Use the Other options tab to set additional parameters for periods.
- Series starting period (optional): This option allows you to specify the starting period of the time series, which is reflected in the forecast plot. If Target Field Frequency is set to Hourly, Daily (all days), or Daily (weekdays only), this option is not available.
- The number of periods to include in the forecast plot: This plot that contains the original data and a number of forecast future points (along with 80% and 95% confidence intervals around the forecast points). You can specify the number of periods that should be forecast into the future for the plot.
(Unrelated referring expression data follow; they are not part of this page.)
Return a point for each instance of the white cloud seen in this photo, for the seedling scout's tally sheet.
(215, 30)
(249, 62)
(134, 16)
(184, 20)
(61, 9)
- Select Week Format: This allows you to choose a method to specify work weeks. These options relate to what constitutes the first week of the year, and what day of the week a week begins on.
- US: Sunday is the first day of the week.
- UK: Monday is the first day of the week.
- ISO8601: Monday is the first day of the week.
Use the Graphics Options tab to set the controls for the graphical output.
- Plot size: Select inches or centimeters for the size of the graph.
- Graph resolution: Select the resolution of the graph in dots per inch: 1x (96 dpi), 2x (192 dpi), or 3x (288 dpi). Lower resolution creates a smaller file and is best for viewing on a monitor. Higher resolution creates a larger file with better print quality.
- Base font size (points): Select the size of the font in the graph.
View the Output
- O anchor: Consists of an output stream that contains the ARIMA model object that can be used for both point forecasts and a user-specified percentile confidence interval surrounding those forecasts.
- R anchor: Consists of the report snippets generated by the ARIMA tool: a statistical summary, autocorrelation diagnostic plots, and forecast plots.
- I anchor: An interactive html dashboard that consists of plots and metrics. Select the different graphical elements to interact with the visualizations to reveal more information, values, metrics, and analytics.
Expected Behavior: Plot Calculations
The forecast plot uses a default date for calculations if any of these configuration settings are used:
- Target Field Frequency is set to Hourly, Daily (all days), or Daily (weekdays only).
- Target Field Frequency is set to Weekly, Monthly, Quarterly, or Annually and the Series starting period is not set.
The default date used might vary, making the calculation appear random.